Wildebeest showing their stripes whilst on the move at Mwiba Game Rance, Feb 2011.

Just like zebra stripes, wildebeest stripes on their flanks are individually recognisable. So Tom and his colleagues made a clever computer program that will search through thousands of photos and match pictures of animals with the same stripes. All he then needed to do was take lots of pictures in Tarangire and all the breeding areas over several years and join the dots. Five years and 9000 photos later, he's managed to trace movements of 900 animals - that's a significant proportion of all the animals out there - and he discovered some interesting things. Firstly (and probably most importantly) the Tarangire population is a single population - about 18% of animals did switch calving grounds between years. Animals calving in Simanjiro one year may well calve up at Natron next year. Next he confirmed that the animals in Manyara National Park are more or less resident, living there all year around, with very little interchange with the animals calving near Natron.  But the result that seems most surprising to me is that the only thing that really determined whether or not an animal would switch calving grounds one year to another, was if it calved successfully.
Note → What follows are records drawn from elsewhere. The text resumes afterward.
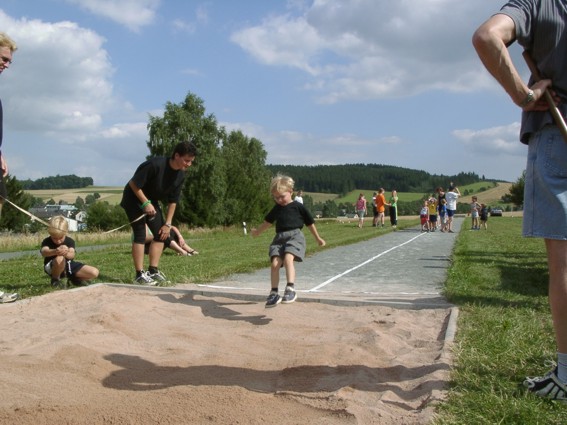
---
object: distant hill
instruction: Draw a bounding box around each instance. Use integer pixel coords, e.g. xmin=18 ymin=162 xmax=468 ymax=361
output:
xmin=267 ymin=164 xmax=494 ymax=194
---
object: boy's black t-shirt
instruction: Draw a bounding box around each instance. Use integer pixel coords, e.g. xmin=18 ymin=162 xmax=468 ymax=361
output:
xmin=40 ymin=236 xmax=75 ymax=265
xmin=264 ymin=201 xmax=315 ymax=233
xmin=121 ymin=156 xmax=185 ymax=205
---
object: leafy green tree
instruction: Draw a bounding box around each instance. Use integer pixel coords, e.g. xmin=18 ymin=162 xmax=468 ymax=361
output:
xmin=323 ymin=200 xmax=339 ymax=218
xmin=75 ymin=196 xmax=85 ymax=210
xmin=303 ymin=194 xmax=313 ymax=214
xmin=0 ymin=175 xmax=33 ymax=232
xmin=509 ymin=170 xmax=526 ymax=207
xmin=148 ymin=93 xmax=227 ymax=227
xmin=221 ymin=131 xmax=273 ymax=225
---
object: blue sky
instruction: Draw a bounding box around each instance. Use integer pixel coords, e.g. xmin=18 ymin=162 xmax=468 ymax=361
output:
xmin=0 ymin=0 xmax=528 ymax=187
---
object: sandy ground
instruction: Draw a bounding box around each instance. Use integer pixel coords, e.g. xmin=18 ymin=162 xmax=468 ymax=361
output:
xmin=0 ymin=285 xmax=451 ymax=425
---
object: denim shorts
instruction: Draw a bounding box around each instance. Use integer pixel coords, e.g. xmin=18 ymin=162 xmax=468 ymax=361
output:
xmin=523 ymin=125 xmax=567 ymax=240
xmin=269 ymin=229 xmax=306 ymax=261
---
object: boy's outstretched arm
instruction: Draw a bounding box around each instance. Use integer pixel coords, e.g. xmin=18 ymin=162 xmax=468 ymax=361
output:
xmin=307 ymin=224 xmax=326 ymax=246
xmin=252 ymin=221 xmax=272 ymax=236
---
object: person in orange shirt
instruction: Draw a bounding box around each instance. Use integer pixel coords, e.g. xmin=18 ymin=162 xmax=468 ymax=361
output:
xmin=376 ymin=187 xmax=388 ymax=227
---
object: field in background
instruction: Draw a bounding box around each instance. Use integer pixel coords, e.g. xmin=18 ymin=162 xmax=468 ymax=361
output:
xmin=25 ymin=182 xmax=512 ymax=210
xmin=322 ymin=182 xmax=512 ymax=206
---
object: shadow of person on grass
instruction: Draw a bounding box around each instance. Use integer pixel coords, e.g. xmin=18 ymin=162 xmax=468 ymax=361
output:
xmin=159 ymin=294 xmax=272 ymax=325
xmin=102 ymin=353 xmax=449 ymax=399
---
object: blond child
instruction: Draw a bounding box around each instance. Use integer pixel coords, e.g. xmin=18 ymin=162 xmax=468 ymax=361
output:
xmin=427 ymin=197 xmax=437 ymax=232
xmin=419 ymin=199 xmax=429 ymax=232
xmin=252 ymin=174 xmax=325 ymax=307
xmin=40 ymin=215 xmax=98 ymax=288
xmin=470 ymin=196 xmax=481 ymax=230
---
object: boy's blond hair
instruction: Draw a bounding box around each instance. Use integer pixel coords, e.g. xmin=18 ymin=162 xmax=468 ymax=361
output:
xmin=0 ymin=32 xmax=18 ymax=53
xmin=47 ymin=215 xmax=69 ymax=238
xmin=270 ymin=174 xmax=295 ymax=193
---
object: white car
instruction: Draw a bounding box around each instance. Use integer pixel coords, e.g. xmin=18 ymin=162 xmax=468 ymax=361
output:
xmin=490 ymin=208 xmax=502 ymax=217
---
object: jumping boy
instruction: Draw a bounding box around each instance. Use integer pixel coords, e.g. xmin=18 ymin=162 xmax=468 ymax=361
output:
xmin=252 ymin=174 xmax=325 ymax=307
xmin=40 ymin=215 xmax=98 ymax=288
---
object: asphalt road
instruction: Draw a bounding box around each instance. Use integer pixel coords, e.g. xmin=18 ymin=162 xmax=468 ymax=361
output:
xmin=199 ymin=217 xmax=465 ymax=308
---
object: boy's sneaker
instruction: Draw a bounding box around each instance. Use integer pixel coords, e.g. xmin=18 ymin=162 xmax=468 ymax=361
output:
xmin=0 ymin=291 xmax=20 ymax=304
xmin=134 ymin=272 xmax=157 ymax=286
xmin=148 ymin=270 xmax=170 ymax=285
xmin=266 ymin=291 xmax=282 ymax=308
xmin=524 ymin=367 xmax=567 ymax=403
xmin=51 ymin=278 xmax=67 ymax=289
xmin=282 ymin=286 xmax=297 ymax=304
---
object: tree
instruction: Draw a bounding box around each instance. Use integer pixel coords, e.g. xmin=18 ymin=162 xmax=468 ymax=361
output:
xmin=86 ymin=201 xmax=129 ymax=231
xmin=148 ymin=93 xmax=227 ymax=227
xmin=222 ymin=131 xmax=272 ymax=224
xmin=75 ymin=196 xmax=85 ymax=210
xmin=509 ymin=170 xmax=526 ymax=207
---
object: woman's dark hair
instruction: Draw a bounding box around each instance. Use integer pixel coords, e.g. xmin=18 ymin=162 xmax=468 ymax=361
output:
xmin=171 ymin=141 xmax=197 ymax=159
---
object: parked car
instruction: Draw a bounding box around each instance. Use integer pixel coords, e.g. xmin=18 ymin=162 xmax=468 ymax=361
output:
xmin=490 ymin=208 xmax=502 ymax=217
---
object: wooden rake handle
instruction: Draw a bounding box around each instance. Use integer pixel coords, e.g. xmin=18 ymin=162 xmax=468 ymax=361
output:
xmin=522 ymin=50 xmax=567 ymax=143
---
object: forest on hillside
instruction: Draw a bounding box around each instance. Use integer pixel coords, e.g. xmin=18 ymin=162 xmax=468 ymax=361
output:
xmin=267 ymin=164 xmax=485 ymax=195
xmin=20 ymin=174 xmax=94 ymax=190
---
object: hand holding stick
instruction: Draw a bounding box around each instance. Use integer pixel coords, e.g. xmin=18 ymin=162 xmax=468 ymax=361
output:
xmin=522 ymin=50 xmax=567 ymax=143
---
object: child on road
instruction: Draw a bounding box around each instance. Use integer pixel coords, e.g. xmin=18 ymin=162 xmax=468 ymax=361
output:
xmin=252 ymin=174 xmax=325 ymax=307
xmin=40 ymin=215 xmax=98 ymax=288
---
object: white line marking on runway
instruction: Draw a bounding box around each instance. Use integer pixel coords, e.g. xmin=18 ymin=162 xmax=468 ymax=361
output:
xmin=306 ymin=233 xmax=426 ymax=292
If I'd been asked to guess before hand, I'd suggest that an animal that calved successfully one year would want to return to the same place to calve again the next year, whereas an animal that failed might decide to try somewhere else next year - but Tom showed that the opposite occurred and more switches happen after successful calving than after unsuccessful calving. Very strange - any ideas anyone? Disease? Who knows... He also showed that successful calving has a cost to females, with them having a lower survival in years when they calve - that wouldn't be any surprise to anyone who brings up small children if they had to live in an area with lots of lions and constant distractions too!

Anyway, very interesting things, I'm sure you'll agree! Hopefully something to pass on to visitors too.